Workforce development and accepting change are other ongoing themes that remain front and center in the utility construction industry going forward. “I think we need to re-think the way we view college. College is wonderful and expanding the mind is a necessity, but college is not for everyone. We are limiting our own workforce by telling all high school age children they need to go to college. And at the same time, we as employers need to be ready and willing to bring that new workforce into our culture. The fact is that there are many students who can make more money, and with no debt, by entering construction as a skilled tradesman,” Buckley said.
“We as an industry are also slow to embrace change. We are surrounded by constant change and we need to be able to adapt. I often hear contractors and employees say ‘I’ve been doing this work for 25 years and we’ve never done it any other way.’ But does that mean it is right? Sometimes we are forced into change because the rules have changed, like Silica, and there are times when we need to change because there are better ways of succeeding, whether through technology or new means and methods.”
Buckley says for him, the most rewarding aspect of the utility construction industry is interacting with the men and women in the field. “There are no more dedicated individuals in any line of work than those who sacrifice their body, blood, sweat and family time, just to make sure that our society has running water – every day. They may be rough, but they are some of the most intelligent, creative and hard-working people you will ever meet. We can learn a lot from them, if we just listen.”
The Association doesn’t run on its own. Buckley says it takes a dedicated group of talented and hard-working individuals to come together and form one cohesive unit. With the guidance of Bill Hillman and Chris Barrett, our own NUCA staff make the impossible – possible, the difficult -easy, and the troubled – calm. The staff members are multi-talented and perform myriad duties every day, that only they know how to perform. Buckley is excited that his office at Garney is just eight miles away from NUCA’s headquarters in Fairfax, Virginia, so that he will be able to collaborate and interact with this talented group of people on a regular basis.

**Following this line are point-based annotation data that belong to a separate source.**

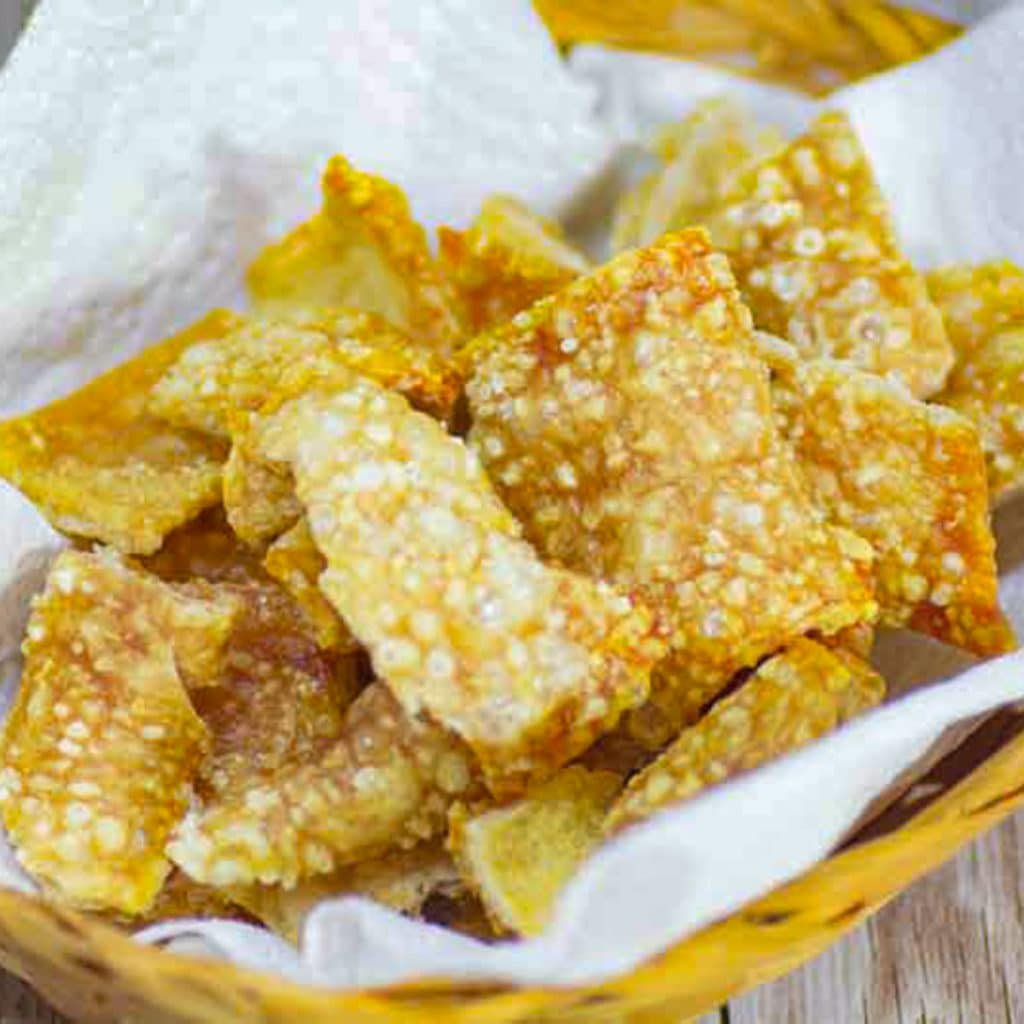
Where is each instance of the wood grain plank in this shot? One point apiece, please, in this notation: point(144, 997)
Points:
point(948, 949)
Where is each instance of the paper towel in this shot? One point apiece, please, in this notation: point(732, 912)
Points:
point(154, 146)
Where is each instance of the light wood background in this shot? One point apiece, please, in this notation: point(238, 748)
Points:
point(950, 949)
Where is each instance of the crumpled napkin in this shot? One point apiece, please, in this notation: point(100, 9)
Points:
point(151, 148)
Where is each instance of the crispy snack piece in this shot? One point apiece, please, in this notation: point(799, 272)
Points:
point(102, 743)
point(279, 699)
point(259, 496)
point(809, 238)
point(295, 561)
point(97, 465)
point(987, 387)
point(402, 880)
point(857, 639)
point(909, 478)
point(363, 250)
point(526, 664)
point(978, 301)
point(794, 697)
point(628, 424)
point(180, 897)
point(206, 549)
point(983, 310)
point(507, 260)
point(387, 781)
point(701, 157)
point(240, 371)
point(518, 858)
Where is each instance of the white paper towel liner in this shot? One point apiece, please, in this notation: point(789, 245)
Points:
point(96, 265)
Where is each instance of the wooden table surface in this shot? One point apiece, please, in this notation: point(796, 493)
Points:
point(951, 948)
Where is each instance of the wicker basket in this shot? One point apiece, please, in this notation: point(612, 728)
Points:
point(93, 972)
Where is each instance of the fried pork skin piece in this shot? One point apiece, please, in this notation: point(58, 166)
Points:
point(527, 664)
point(507, 260)
point(401, 880)
point(206, 549)
point(809, 237)
point(628, 423)
point(909, 478)
point(97, 465)
point(977, 301)
point(295, 561)
point(983, 309)
point(279, 700)
point(388, 781)
point(101, 747)
point(794, 697)
point(240, 371)
point(987, 387)
point(518, 858)
point(363, 250)
point(701, 157)
point(259, 496)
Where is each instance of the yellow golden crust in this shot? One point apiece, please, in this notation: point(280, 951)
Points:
point(791, 699)
point(295, 561)
point(977, 301)
point(909, 478)
point(983, 309)
point(701, 158)
point(402, 880)
point(987, 387)
point(259, 496)
point(519, 857)
point(628, 424)
point(205, 548)
point(279, 698)
point(809, 238)
point(239, 372)
point(387, 781)
point(526, 664)
point(97, 465)
point(101, 747)
point(507, 260)
point(361, 250)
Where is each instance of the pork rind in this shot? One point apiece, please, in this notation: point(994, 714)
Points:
point(526, 664)
point(239, 372)
point(518, 858)
point(977, 301)
point(97, 465)
point(259, 496)
point(809, 237)
point(983, 309)
point(987, 387)
point(102, 743)
point(363, 250)
point(206, 549)
point(507, 260)
point(909, 478)
point(295, 561)
point(701, 158)
point(800, 694)
point(387, 781)
point(181, 897)
point(628, 424)
point(402, 880)
point(279, 699)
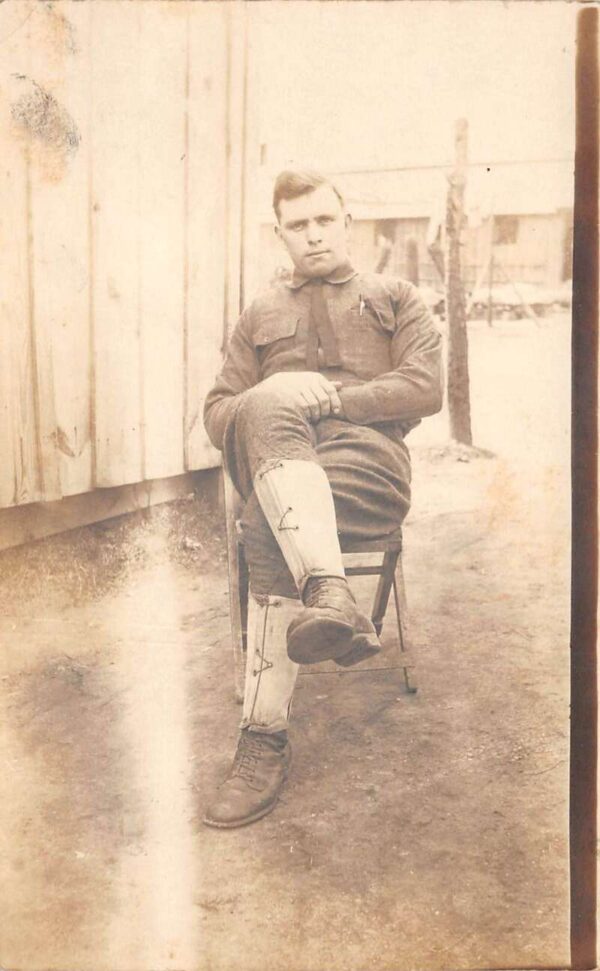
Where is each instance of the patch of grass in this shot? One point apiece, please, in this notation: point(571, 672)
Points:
point(92, 561)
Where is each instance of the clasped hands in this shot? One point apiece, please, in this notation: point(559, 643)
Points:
point(312, 392)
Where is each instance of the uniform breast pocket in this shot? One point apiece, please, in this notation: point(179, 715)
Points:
point(372, 314)
point(276, 328)
point(368, 329)
point(277, 341)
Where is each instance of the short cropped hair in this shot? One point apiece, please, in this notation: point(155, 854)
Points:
point(292, 183)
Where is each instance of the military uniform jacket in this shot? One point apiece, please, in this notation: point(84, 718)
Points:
point(389, 353)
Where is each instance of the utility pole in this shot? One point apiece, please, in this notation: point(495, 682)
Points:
point(412, 260)
point(459, 404)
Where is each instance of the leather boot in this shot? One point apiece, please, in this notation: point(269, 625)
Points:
point(331, 627)
point(252, 787)
point(296, 499)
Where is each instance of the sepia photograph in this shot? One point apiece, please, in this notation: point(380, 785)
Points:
point(286, 295)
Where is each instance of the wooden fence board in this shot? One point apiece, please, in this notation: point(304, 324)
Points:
point(19, 471)
point(115, 270)
point(206, 215)
point(60, 71)
point(162, 160)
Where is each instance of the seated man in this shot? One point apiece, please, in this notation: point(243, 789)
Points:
point(324, 376)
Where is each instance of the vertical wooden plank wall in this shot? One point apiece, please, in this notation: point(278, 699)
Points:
point(206, 214)
point(59, 70)
point(115, 270)
point(121, 237)
point(161, 153)
point(19, 468)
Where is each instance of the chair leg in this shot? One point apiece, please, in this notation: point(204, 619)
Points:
point(384, 586)
point(401, 606)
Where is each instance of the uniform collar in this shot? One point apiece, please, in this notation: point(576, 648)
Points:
point(341, 274)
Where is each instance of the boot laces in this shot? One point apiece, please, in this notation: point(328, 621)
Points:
point(248, 755)
point(319, 589)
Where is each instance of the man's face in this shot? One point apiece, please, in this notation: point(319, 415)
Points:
point(315, 231)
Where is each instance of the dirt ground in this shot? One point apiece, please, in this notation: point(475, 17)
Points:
point(423, 831)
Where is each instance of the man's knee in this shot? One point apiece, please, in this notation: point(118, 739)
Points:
point(269, 573)
point(264, 406)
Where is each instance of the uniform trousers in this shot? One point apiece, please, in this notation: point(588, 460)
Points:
point(368, 472)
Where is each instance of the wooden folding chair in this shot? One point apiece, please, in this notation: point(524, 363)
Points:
point(389, 571)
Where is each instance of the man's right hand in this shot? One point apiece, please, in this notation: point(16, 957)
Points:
point(317, 396)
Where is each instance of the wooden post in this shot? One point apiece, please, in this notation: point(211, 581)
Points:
point(491, 276)
point(458, 357)
point(412, 260)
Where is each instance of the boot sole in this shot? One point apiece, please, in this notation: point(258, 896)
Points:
point(241, 822)
point(319, 639)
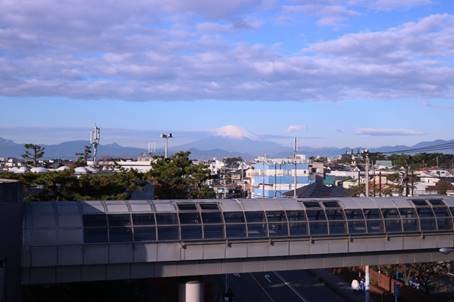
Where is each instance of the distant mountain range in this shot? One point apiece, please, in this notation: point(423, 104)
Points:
point(205, 148)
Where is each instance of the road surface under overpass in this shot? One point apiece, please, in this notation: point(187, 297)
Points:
point(111, 240)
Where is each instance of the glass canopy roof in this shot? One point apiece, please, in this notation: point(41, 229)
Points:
point(243, 220)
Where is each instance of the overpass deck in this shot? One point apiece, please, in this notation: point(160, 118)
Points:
point(98, 240)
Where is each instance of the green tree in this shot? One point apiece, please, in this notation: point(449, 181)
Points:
point(179, 177)
point(32, 154)
point(429, 275)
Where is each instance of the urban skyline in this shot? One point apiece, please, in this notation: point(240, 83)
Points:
point(336, 73)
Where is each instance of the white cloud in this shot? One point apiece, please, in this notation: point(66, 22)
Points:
point(388, 132)
point(337, 12)
point(295, 128)
point(149, 50)
point(234, 131)
point(400, 4)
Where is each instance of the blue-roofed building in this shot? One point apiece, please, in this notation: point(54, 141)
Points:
point(273, 177)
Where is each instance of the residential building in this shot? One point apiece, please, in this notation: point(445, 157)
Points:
point(273, 177)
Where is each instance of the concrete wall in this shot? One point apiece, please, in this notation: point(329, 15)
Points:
point(11, 208)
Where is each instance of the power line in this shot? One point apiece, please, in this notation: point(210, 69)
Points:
point(438, 147)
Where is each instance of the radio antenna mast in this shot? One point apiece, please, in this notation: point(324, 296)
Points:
point(95, 138)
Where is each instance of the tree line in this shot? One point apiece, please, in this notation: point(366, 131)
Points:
point(174, 177)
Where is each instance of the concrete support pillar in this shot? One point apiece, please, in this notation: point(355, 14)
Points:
point(190, 291)
point(367, 277)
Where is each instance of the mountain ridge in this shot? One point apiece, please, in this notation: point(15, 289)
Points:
point(206, 148)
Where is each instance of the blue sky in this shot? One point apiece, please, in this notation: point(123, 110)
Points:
point(335, 73)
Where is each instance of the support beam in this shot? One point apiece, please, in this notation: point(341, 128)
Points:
point(190, 291)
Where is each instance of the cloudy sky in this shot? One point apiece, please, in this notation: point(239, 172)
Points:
point(334, 72)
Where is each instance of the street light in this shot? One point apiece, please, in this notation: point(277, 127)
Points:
point(166, 136)
point(446, 250)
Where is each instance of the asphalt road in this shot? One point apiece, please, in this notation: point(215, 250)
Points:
point(281, 287)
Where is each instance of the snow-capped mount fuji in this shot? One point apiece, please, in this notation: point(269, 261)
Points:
point(234, 139)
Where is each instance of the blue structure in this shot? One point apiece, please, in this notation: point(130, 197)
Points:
point(272, 179)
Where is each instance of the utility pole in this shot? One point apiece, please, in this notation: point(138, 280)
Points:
point(295, 174)
point(366, 171)
point(407, 189)
point(166, 136)
point(379, 182)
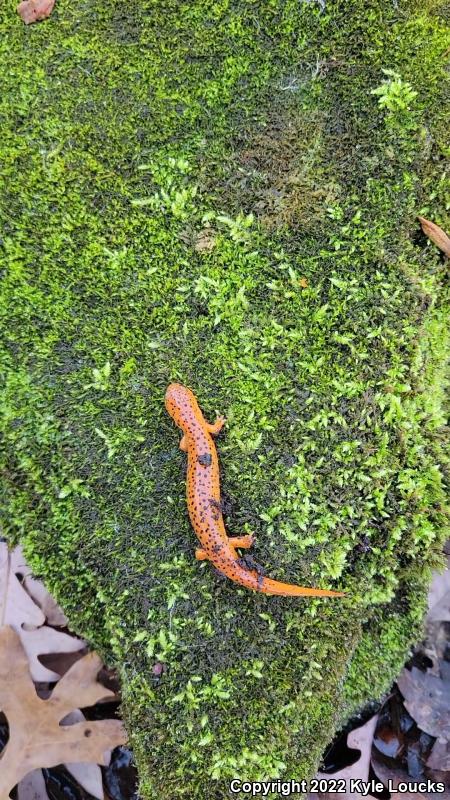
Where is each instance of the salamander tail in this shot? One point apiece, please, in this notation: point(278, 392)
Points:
point(268, 586)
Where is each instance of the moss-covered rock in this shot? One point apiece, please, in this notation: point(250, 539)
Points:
point(213, 193)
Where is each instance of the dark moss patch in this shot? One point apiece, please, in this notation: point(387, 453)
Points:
point(314, 321)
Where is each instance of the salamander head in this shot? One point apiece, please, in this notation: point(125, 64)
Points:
point(178, 398)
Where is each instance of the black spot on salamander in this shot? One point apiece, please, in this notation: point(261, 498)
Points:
point(216, 508)
point(250, 563)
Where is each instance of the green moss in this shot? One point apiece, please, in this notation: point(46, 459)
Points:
point(211, 193)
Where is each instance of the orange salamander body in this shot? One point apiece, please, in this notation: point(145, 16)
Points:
point(203, 499)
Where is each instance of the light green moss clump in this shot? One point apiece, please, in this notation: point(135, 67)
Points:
point(225, 194)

NUCA Annual Conventions and the Annual May Summit have not only formed strong professional connections with some amazing people from all over the country, but also some amazing personal relationships. “My wife and I have made some wonderful life long memories with some incredible individuals over the past ten years,” Buckley concluded.
Dan and his wife Dianne live in Lansdowne on the Potomac, Virginia. They enjoy hiking along the banks of the Potomac River with their black lab Kaya and visiting the many wineries in Loudoun County, Virginia, with their three daughters.